M. L’art est trop centralisé ?
J. C. Je pense qu’il n’y a pas un seul mais plusieurs arts. Ici, au musée d’Art moderne, il y a un type d’art, qui correspond à une époque, à un point de vue, à une idée de la beauté, du goût. Or dans l’histoire de l’art, il y a des oublis à réparer, des manques à combler, des lacunes à renforcer.
M. Es-tu satisfait des conditions dans lesquelles il t’est permis de travailler en tant qu’artiste en France aujourd’hui ?
J. C. De nos jours, en France, il est possible en venant de diverses classes sociales, d’économies différentes, d’intégrer une école des Beaux-Arts pour y recevoir un enseignement de niveau master 2, pour très peu d’argent me semble-t-il. Alors que, dans les écoles américaines, il y a des semestres qui coûtent 18 000 dollars, c’est énorme, et il faut y rester trois ans, cinq ans ! En France, on n’en est pas là, il y a quand même de quoi se réjouir. Il nous est permis de recevoir une éducation. N’oublions tout de même pas, par exemple, qu’aujourd’hui, alors que nous sommes assis au musée en train de philosopher, il y a des gens qui manifestent dehors… Je ne peux pas te répondre en ignorant cette colère-là.

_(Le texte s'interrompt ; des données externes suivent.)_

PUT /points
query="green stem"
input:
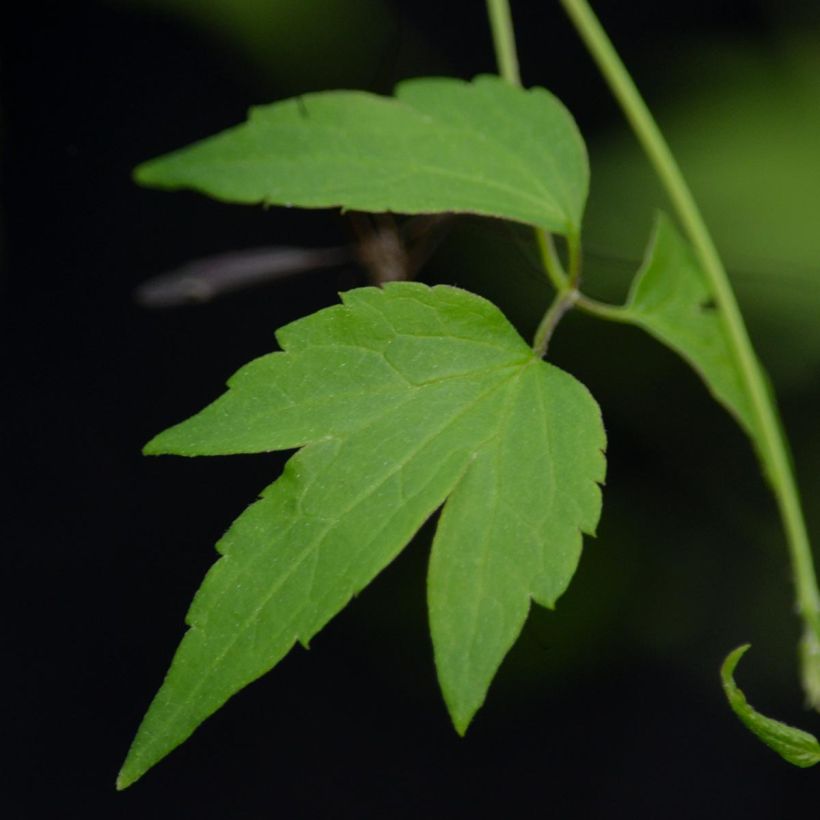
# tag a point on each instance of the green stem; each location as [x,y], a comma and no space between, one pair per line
[563,302]
[551,261]
[504,40]
[770,439]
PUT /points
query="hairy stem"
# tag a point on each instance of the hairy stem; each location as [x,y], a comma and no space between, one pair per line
[504,40]
[563,302]
[770,440]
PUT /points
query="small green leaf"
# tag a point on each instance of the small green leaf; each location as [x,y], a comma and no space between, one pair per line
[793,745]
[399,398]
[441,144]
[671,299]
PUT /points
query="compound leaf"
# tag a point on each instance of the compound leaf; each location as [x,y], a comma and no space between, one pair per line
[793,745]
[441,144]
[671,299]
[399,399]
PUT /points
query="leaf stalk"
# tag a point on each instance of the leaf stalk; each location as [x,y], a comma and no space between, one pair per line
[770,440]
[501,26]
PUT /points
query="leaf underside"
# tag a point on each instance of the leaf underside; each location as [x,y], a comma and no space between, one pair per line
[794,745]
[401,399]
[671,299]
[439,145]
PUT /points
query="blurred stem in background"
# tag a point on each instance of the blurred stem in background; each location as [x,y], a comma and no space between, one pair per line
[768,434]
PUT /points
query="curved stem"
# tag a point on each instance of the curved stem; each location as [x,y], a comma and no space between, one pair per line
[771,443]
[504,40]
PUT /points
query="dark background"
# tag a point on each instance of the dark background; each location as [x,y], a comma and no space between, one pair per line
[609,706]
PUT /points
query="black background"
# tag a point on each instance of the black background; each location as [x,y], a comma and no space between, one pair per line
[103,548]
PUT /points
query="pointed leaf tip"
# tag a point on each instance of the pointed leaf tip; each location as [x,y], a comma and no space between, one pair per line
[794,745]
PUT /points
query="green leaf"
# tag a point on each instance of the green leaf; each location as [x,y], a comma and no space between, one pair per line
[441,144]
[671,299]
[793,745]
[399,399]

M. À un moment, dans J’veux du soleil !, son documentaire sur les Gilets jaunes, François Ruffin circule dans une de ces zones grises faites de hangars commerciaux et de ronds-points. Il soulève alors l’idée que les classes moyennes et prolétaires qui se sont révoltées ont été condamnées à cette laideur, privées de l’accès au sublime et au beau, contrairement aux élites parisiennes. Est-ce un scandale d’être privé du beau ?
J. C. Pour te répondre, je vais te lire les paroles de ma vidéo, devant laquelle nous sommes assis ici : “Ça roule, ça va, on fait aller, on fait semblant. Il n’y a rien, puis il y a l’élan qui précède les mots. Nous voilà au début, juste après la jungle détruite. Ils nous ont coupé les troncs, déraciné les souches, cassé les tas de planches avec leurs tracteurs. Tu crois que l’homme n’a plus de cœur, qu’il chante à tue-tête la déchéance de l’autre. C’est plus compliqué que ça, il suffit de regarder le vingt-heures pour comprendre que c’est un terrible mélange, que l’amour ne suffit pas à faire des métis. Quels métis ? La distance est là, et les horizons ont des rides sur son visage d’ouvrier. Il a construit des édifices tard dans la nuit. Il a pioché le goudron, remué le ciment, il a balayé la poussière rouge de son village, il a fui la vie pour les horizons brumeux, il a remonté le vent froid du Nord pour être une merde, un déchet de l’Histoire et vous dites : “la démocratie”. Mais cet homme-étron qui rêve de la paix est la rumeur de l’étrange. Il est là parce qu’il a eu le passé à ses trousses, il est chez toi et il mendie, assis, le corps criblé. Il agite son gobelet et il nous montre sa fuite en exhibant son passeport dans ton pays qui n’a plus de présent, dans ton état qui n’est plus un pays, ton pays qui est devenu une zone industrielle, ton argent qui n’a plus de valeur. Quelle différence il y a entre lui et toi ? J’ai été digéré il y a un peu plus longtemps et c’est cela mon intégration : être une longue digestion douloureuse. Dis-moi, comment ça va ? Dis-moi, est-ce que ça ira ?”
M. Est-ce que la “blessure irrémédiable” peut guérir ?
J. C. À partir du moment où elle existe chez un individu, elle est présente à vie. C’est en tout cas mon interprétation de ce qu’est une blessure mentale, génétique, identitaire. Mais il y a la faculté de reconstruire, de réfléchir, de faire l’amour. Peut-être que les individus de demain auront davantage de chance. Peut-être qu’alors la blessure se réduira.